Triumph UFO Hefeweizen: mellow. Mmmmm.
Dock Street Rye IPA: Bitter, tangerine, lemon peel. Clean. Good.
Smutty Nose Smut-a-roni Wild Rice Beer: decent.
Smutty Nose Robust Porter: Roasted and powerful. Success.
Voodoo Big Black Voodoo Daddy: Holy crap. Huge beer! High marks.
Unibroue 17: F'n delicious. Unibroue is growing on me more and more.
River Horse Batch #001 Belgian Double Wit: Bottle conditioned brewer's reserve. This was my last beer of the day, and it made quite an impression. Can't wait to have this one again soon.

All the brewers' representatives were knowledgable and pleasant (except for one guy -- and you know who you are).
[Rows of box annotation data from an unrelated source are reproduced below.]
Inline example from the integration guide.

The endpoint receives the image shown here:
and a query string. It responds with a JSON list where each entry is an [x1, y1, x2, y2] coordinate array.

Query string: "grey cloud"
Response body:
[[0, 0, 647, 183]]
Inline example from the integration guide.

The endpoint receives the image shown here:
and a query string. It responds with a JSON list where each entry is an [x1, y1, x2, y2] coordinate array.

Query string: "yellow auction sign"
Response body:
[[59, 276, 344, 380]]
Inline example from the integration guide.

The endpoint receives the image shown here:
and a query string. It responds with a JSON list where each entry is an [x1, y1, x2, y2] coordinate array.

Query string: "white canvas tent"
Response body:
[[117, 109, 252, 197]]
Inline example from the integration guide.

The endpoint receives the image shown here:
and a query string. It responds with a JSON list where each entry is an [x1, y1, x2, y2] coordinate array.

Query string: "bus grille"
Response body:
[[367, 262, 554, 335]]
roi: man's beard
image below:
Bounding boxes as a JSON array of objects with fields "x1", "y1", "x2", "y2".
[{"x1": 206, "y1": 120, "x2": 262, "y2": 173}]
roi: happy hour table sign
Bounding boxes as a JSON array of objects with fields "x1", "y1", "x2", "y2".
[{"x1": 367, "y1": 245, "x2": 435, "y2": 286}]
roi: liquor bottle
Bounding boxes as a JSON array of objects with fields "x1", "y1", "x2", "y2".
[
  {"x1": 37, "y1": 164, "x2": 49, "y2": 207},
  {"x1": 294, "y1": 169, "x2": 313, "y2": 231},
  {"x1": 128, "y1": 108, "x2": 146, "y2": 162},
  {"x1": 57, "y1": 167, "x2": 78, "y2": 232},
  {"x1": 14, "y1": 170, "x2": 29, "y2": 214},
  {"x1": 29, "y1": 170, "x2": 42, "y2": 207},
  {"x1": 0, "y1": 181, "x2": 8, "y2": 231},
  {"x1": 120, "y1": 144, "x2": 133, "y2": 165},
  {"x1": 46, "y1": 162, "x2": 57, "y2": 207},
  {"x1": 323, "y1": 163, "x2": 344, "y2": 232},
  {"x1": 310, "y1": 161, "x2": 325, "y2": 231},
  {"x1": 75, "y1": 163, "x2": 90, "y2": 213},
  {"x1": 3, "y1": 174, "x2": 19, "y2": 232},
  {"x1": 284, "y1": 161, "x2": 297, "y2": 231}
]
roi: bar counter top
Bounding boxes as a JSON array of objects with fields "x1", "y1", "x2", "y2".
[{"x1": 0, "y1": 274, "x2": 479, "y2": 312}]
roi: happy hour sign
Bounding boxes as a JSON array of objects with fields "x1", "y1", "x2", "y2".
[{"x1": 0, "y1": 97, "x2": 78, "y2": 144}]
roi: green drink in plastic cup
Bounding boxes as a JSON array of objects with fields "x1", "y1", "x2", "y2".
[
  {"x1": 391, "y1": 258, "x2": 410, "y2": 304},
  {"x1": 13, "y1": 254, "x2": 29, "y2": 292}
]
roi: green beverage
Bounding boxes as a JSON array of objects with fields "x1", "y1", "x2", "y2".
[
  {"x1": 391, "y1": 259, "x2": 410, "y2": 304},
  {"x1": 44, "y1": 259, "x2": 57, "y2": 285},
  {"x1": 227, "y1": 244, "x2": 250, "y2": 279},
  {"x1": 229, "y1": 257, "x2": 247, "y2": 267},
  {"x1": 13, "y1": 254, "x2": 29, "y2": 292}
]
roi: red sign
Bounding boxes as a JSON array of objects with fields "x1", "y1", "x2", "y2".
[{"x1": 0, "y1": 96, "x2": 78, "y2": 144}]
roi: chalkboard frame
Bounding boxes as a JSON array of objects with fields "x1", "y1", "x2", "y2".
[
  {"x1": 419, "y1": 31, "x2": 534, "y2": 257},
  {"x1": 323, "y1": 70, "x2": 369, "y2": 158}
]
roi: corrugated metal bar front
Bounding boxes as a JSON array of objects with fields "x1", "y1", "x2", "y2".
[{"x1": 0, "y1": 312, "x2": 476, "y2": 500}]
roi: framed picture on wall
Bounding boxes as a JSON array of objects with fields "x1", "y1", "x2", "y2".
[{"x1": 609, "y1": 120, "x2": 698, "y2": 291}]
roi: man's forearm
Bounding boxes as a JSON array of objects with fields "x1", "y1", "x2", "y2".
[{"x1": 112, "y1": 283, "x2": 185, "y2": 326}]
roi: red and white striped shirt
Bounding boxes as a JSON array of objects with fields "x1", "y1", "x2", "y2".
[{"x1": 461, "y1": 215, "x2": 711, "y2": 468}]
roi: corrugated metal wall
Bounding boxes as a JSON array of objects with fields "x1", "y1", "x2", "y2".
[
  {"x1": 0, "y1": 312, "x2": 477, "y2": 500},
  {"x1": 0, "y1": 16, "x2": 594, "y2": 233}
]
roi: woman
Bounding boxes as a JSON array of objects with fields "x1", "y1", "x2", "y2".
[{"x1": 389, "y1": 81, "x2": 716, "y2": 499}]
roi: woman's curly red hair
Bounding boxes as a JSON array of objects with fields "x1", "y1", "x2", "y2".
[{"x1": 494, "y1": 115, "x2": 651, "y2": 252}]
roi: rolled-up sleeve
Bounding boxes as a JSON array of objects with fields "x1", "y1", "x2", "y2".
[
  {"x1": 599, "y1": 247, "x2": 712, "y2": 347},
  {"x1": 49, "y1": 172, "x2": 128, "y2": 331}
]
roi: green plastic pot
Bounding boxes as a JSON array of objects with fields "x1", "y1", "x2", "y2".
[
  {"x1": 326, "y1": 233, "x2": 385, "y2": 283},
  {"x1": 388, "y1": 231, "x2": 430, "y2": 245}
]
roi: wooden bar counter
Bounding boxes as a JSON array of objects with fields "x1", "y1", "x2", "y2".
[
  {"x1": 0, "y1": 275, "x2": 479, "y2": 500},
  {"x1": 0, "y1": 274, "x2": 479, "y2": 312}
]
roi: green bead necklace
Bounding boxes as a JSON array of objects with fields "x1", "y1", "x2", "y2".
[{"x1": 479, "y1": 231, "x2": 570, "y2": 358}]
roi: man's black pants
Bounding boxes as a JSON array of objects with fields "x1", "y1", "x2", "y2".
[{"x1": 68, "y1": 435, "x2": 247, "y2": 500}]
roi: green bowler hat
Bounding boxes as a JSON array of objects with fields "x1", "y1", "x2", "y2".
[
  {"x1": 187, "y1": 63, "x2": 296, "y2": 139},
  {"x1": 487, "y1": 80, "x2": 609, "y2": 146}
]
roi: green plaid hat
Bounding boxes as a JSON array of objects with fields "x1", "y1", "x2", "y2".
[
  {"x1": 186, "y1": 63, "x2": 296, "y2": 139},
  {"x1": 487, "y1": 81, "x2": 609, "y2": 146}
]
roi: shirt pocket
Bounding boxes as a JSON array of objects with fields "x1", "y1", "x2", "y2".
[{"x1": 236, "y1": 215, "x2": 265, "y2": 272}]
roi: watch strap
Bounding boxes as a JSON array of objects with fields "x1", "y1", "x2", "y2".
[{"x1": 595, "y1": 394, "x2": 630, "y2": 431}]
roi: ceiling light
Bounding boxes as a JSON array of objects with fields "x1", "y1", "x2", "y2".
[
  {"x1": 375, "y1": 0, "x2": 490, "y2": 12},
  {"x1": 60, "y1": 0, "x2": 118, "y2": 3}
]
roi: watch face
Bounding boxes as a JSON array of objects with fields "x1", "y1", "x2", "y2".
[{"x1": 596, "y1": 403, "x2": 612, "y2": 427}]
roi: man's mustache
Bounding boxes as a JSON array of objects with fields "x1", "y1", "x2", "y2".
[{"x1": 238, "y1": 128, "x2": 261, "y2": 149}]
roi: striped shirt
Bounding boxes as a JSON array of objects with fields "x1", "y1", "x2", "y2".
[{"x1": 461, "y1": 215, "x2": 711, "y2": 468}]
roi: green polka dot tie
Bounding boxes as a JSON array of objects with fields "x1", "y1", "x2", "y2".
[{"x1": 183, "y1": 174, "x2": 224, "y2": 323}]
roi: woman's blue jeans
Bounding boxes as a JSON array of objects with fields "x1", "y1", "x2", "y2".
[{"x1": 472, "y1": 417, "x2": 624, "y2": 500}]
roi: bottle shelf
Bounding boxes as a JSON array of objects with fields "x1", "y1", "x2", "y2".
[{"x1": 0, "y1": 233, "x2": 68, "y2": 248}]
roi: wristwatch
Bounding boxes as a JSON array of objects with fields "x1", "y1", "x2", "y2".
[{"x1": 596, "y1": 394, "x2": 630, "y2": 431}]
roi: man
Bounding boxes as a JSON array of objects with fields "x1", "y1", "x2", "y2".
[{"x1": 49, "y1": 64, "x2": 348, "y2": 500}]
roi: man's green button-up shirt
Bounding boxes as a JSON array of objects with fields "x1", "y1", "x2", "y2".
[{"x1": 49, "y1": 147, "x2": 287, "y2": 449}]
The crowd was friendly and knowledgeable as well. A festival of this caliber draws the right kinds of people: those who know what they like and those willing to learn. Even as everyone became "energized" there were no disruptions or security issues that I observed. I attended the first session from 12-4 pm. If anyone reading this entry would like to share some of their opinions about either session, about the beers reviewed, or about a beer they particularly enjoyed, please do so by posting a comment or emailing me at president@fermentnation.com.

Thanks for reading, and I look forward to my next journey to a brew fest as soon as possible. and thanks again to the folks who made this event so enjoyable.